The mortgagor is the borrower in a mortgage — the party who pledges real estate as collateral to secure a loan and who is obligated to repay it. The counterpart is the mortgagee, the lender. A mortgage is a two-party security arrangement: the mortgagor grants the mortgagee a lien on the property, and the mortgagor signs the promissory note that the mortgage secures. In a deed of trust state, the equivalent role is the trustor.
A quick memory aid
The "-or" gives the lien and the "-ee" receives it: the mortgagor (borrower) grants the mortgage; the mortgagee (lender) receives it. It feels backwards to many people because the borrower receives the money — but the labels track who grants the security interest, not who gets the cash.
What the mortgagor does
- Signs the promissory note, becoming primarily liable for the debt (the maker).
- Grants a mortgage lien on the property to the lender, recorded in the county land records.

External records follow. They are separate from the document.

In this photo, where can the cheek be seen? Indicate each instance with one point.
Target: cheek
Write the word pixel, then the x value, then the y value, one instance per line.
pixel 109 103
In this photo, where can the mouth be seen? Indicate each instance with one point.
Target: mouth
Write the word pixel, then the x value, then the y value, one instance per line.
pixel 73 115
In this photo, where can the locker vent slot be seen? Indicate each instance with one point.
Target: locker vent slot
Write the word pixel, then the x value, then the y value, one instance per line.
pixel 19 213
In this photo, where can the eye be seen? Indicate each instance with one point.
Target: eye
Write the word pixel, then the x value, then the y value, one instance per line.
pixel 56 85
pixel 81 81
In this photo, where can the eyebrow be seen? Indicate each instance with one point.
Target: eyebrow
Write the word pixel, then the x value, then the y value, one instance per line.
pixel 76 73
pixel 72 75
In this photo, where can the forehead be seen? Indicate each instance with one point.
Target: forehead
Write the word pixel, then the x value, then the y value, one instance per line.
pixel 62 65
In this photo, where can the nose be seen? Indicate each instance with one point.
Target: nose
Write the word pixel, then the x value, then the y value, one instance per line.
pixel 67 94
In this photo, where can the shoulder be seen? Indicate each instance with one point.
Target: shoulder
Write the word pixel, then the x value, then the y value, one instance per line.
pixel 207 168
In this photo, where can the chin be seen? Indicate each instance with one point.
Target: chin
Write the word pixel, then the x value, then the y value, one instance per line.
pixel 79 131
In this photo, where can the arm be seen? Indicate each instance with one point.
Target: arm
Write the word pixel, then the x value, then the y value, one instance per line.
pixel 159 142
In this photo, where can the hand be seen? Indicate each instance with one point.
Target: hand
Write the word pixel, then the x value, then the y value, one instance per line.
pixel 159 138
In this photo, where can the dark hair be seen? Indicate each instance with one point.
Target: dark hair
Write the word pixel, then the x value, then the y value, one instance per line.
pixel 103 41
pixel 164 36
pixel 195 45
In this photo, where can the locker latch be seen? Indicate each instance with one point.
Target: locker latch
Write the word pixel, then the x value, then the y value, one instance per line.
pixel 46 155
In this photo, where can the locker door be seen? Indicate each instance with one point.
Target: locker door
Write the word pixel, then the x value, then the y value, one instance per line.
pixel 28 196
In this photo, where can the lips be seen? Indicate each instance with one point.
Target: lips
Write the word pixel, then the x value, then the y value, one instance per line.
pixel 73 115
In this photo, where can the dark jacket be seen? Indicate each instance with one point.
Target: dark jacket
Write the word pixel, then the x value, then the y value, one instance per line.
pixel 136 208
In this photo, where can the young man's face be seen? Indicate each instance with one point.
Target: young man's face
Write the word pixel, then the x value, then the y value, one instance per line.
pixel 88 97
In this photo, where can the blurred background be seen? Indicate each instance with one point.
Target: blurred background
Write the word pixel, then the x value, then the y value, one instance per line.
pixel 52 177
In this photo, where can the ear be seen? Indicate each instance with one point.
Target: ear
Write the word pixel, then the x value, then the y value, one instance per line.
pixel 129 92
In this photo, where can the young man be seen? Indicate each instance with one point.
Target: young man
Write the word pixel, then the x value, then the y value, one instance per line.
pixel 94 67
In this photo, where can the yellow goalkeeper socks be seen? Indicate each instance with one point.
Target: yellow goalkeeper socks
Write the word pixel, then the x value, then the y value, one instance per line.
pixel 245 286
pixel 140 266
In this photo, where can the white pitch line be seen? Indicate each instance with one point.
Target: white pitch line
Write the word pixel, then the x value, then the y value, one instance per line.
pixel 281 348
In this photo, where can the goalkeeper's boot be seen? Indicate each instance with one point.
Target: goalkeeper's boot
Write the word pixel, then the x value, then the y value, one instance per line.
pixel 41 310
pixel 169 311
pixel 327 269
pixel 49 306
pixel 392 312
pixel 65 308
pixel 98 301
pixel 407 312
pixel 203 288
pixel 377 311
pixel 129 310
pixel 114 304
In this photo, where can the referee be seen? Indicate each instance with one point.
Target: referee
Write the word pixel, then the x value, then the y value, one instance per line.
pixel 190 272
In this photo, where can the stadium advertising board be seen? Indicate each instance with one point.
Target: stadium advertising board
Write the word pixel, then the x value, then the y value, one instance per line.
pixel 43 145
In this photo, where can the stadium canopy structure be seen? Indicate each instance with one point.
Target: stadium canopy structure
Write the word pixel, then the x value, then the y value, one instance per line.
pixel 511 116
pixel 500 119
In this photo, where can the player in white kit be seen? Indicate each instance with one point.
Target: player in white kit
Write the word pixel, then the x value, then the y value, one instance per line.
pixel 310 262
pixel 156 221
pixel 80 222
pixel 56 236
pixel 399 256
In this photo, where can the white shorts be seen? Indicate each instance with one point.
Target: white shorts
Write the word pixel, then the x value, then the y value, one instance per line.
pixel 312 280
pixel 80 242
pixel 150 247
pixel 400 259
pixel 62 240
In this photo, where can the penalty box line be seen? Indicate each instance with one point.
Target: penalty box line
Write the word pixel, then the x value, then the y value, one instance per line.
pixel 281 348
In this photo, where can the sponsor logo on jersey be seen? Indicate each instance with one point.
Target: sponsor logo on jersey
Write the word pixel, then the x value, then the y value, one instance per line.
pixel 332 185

- Retains ownership and possession of the property while paying as agreed.
- Faces foreclosure if they default — in mortgage states this is usually a judicial foreclosure requiring a lawsuit.
Why the mortgagor matters when you buy or sell a note
The mortgagor is the engine of the note's cash flow, so a note buyer underwrites them carefully: credit profile, income, equity, and above all the payment history. A mortgagor who pays on time and has substantial equity makes the note safer and more valuable; a mortgagor in distress pushes the note toward non-performing pricing. Note buyers also weigh the foreclosure environment: because true mortgage states typically require judicial foreclosure, recovering against a defaulting mortgagor can be slower and costlier than against a defaulting trustor in a power-of-sale state — a factor that can modestly reduce value. When the note is sold, the mortgagor's obligations are unchanged; only the holder they pay changes.
Example
A buyer in a judicial-foreclosure state purchases a home with seller financing, signs a $250,000 note, and grants the seller a recorded mortgage. The buyer is the mortgagor; the seller is the mortgagee. When the seller later sells the note, a note buyer evaluates the mortgagor's two years of on-time payments and 20% down payment, but also factors in the state's longer judicial-foreclosure timeline when setting the offer.
This entry is general information, not legal advice. A mortgagor's obligations and foreclosure exposure vary by state; consult a qualified attorney.